In the early 2000s residents embraced that ridiculous legend, printing up Senior House towels.A few years ago Cal-Tech shuttered its countercultural dorm Ricketts.“If it were just Senior House I would be upset and sad,” says alumna Christine Corbett Moran, an astrophysicist and engineer who, after graduation, helped write the code for the encrypted chat app Signal.Though Survilaite says she was a “goodie-two-shoes” in high school, she found herself drawn to the free-thinking dorms on MIT’s east side: East Campus and Senior House. Students working on difficult theoretical math problems sat beside students strumming banjos.She loved the mix of people, the way they seemed driven by passion rather than pressure.And neither is Senior House, which this year, for the first time in its history, is closed to undergraduates and is being referred to by the administration simply as 70 Amherst Street.
Those students who called it home last year, and the year before that, and the year before that, are now spread out among the returning students, moving into unfamiliar rooms, separated from each other by happenstance and lottery.
No wonder visiting dorms on campus is the single most important thing prospective students do.

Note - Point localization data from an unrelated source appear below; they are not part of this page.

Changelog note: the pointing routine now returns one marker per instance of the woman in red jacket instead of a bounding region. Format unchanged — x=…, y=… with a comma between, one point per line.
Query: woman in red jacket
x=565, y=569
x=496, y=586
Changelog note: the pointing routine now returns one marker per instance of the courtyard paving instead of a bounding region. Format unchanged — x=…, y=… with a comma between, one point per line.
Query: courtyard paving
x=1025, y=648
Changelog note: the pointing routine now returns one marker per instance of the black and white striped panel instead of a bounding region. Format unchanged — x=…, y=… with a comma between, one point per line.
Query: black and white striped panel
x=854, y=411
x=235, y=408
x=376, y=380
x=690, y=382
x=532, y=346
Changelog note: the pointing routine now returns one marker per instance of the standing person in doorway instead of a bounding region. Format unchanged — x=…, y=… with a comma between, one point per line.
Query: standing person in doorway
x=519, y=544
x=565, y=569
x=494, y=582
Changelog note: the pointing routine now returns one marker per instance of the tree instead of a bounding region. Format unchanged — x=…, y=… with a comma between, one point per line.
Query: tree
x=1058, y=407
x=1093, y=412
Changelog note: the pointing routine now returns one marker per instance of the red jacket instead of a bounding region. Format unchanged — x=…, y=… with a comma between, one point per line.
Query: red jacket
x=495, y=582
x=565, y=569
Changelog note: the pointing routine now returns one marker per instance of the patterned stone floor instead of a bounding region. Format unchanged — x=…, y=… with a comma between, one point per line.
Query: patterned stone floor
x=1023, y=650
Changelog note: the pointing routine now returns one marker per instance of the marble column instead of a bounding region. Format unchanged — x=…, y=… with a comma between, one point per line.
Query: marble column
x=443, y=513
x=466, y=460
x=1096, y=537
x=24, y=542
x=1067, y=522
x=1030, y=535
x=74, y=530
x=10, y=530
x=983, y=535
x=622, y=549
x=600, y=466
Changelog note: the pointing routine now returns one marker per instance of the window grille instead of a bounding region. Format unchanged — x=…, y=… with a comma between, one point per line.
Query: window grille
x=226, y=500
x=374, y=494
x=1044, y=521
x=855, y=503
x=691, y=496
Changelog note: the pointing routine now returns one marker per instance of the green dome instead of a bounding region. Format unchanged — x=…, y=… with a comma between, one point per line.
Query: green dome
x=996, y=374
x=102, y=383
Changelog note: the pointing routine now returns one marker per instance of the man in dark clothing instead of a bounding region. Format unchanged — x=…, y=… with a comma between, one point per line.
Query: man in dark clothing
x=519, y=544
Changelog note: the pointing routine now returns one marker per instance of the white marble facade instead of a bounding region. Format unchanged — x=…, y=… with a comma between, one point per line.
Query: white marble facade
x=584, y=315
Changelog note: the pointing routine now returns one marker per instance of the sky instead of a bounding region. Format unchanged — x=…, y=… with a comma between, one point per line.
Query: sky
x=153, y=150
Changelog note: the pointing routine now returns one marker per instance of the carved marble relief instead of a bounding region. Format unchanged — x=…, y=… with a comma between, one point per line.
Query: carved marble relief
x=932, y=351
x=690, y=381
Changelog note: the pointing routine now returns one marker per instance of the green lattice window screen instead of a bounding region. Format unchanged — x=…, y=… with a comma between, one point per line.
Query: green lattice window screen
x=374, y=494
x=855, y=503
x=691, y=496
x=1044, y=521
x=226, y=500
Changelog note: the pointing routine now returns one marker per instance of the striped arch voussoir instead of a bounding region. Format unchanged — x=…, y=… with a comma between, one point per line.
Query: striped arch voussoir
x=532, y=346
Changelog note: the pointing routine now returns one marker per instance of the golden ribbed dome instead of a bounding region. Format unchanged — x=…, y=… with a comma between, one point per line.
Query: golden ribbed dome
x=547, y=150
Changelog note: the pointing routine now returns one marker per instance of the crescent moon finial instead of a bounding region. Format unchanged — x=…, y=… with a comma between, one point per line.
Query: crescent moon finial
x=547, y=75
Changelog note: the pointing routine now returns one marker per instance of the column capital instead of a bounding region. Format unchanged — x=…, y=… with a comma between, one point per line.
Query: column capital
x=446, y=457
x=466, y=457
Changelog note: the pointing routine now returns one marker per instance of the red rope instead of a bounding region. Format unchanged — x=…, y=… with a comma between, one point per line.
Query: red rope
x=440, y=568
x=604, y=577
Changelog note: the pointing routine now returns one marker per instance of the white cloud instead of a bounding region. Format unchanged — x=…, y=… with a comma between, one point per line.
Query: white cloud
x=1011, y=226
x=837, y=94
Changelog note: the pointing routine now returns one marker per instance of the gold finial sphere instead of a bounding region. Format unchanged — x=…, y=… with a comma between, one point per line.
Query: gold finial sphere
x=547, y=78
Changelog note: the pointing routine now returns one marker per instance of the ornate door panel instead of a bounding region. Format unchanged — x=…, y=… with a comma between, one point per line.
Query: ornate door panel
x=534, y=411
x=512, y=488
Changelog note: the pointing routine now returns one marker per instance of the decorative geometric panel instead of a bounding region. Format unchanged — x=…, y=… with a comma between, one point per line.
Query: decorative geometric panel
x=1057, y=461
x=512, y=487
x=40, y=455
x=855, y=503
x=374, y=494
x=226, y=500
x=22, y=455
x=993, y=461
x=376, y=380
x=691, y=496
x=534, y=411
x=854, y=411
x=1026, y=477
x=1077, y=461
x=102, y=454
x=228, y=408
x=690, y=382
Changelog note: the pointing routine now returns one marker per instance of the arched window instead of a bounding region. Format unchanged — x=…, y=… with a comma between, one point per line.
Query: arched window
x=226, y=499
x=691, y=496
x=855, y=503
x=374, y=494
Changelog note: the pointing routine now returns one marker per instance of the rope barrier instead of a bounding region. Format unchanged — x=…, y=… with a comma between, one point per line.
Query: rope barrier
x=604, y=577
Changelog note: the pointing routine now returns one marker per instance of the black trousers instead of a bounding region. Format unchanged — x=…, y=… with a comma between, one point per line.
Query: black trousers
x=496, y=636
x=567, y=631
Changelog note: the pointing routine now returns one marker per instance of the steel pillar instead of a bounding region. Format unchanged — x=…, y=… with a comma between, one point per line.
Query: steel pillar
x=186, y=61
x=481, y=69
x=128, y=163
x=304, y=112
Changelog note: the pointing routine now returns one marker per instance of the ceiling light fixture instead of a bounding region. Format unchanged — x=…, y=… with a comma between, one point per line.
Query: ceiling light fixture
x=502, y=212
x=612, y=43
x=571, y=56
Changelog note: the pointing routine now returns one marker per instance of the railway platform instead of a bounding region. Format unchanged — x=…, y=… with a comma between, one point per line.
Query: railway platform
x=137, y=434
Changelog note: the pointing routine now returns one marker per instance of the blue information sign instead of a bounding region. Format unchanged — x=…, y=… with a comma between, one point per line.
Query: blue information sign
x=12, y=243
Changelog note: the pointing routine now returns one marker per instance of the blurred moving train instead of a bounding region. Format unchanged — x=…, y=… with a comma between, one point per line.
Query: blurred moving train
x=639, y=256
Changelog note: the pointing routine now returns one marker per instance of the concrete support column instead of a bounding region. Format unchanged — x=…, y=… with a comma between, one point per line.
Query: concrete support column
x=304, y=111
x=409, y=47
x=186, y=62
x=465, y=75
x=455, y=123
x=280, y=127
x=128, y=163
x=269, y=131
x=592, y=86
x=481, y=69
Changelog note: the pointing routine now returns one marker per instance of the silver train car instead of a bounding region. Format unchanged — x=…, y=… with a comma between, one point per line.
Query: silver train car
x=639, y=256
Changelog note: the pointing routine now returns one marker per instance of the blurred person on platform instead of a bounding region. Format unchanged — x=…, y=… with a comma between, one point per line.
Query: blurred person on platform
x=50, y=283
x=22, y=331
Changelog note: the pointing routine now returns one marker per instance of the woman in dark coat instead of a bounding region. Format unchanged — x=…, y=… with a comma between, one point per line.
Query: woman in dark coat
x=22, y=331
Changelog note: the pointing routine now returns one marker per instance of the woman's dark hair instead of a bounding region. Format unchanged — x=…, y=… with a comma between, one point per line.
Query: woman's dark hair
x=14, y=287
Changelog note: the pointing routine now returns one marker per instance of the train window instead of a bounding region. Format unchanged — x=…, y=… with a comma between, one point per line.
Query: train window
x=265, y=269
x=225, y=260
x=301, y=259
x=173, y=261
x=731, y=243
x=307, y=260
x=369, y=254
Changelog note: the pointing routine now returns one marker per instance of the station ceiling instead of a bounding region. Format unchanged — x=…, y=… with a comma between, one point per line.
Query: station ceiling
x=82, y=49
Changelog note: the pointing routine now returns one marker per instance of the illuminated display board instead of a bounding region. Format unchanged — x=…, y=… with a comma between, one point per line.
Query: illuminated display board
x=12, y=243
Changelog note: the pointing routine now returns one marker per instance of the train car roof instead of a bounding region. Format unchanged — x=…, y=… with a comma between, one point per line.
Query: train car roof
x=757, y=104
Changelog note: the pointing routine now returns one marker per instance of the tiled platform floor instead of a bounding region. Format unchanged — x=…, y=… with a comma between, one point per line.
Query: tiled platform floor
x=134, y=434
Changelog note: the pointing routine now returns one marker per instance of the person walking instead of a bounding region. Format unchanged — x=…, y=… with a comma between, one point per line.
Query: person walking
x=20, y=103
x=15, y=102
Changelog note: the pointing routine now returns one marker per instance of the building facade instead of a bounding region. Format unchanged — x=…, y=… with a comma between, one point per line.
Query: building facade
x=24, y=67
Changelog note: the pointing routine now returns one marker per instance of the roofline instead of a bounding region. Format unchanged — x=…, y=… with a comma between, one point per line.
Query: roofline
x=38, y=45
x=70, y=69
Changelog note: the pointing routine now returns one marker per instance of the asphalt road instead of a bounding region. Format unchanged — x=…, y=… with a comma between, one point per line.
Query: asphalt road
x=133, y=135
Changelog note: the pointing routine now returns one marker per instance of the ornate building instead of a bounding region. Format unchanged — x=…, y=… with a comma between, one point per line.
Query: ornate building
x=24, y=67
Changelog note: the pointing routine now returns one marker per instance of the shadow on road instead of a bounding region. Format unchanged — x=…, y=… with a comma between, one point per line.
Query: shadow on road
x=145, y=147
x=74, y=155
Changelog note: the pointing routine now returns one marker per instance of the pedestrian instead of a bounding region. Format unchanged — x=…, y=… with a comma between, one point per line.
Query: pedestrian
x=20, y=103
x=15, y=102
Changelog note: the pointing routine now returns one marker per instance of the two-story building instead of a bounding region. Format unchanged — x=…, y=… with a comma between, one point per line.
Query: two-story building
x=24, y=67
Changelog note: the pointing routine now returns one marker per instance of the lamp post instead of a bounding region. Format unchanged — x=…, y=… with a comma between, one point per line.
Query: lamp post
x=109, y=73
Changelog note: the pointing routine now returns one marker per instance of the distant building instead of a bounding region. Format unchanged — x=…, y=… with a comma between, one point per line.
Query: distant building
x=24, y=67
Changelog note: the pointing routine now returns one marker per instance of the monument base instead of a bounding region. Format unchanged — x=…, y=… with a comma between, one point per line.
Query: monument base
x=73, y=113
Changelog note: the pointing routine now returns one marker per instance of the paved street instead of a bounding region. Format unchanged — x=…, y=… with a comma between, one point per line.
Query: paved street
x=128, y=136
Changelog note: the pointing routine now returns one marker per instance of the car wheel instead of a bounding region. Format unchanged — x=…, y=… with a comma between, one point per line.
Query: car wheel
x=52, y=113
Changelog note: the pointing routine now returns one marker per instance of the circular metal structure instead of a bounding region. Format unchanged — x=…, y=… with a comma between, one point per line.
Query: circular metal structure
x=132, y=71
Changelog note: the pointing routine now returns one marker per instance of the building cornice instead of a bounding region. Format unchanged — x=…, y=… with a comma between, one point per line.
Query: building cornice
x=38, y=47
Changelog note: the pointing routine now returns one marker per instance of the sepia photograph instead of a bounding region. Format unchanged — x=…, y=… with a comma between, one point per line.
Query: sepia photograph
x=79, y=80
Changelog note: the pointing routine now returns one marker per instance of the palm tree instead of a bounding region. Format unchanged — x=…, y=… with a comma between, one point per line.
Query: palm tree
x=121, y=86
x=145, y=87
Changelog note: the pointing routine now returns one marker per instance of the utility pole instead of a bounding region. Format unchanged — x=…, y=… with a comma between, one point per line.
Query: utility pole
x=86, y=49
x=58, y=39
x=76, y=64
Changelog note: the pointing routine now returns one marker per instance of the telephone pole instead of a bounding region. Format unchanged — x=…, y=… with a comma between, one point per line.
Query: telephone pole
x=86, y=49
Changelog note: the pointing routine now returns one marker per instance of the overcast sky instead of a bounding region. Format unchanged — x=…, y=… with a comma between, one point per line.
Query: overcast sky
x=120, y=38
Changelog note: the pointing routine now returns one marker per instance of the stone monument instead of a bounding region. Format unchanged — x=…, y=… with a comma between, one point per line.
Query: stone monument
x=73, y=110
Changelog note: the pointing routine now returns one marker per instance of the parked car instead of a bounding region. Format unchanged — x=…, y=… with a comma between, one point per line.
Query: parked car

And the dorms lay it on thick, with parties and fliers and videos.
Tour guides pointed out the nuclear reactor in the center of campus.
(It’s easier to miss than it sounds.)But about the weirdness: Across the street from the Media Lab, a grand neoclassical building rises at 70 Amherst Street, an L-shaped stone structure with a courtyard at its crook, over which look two ornate balconies held up by Doric columns.
Which raises a question: Why did the school close down Senior House?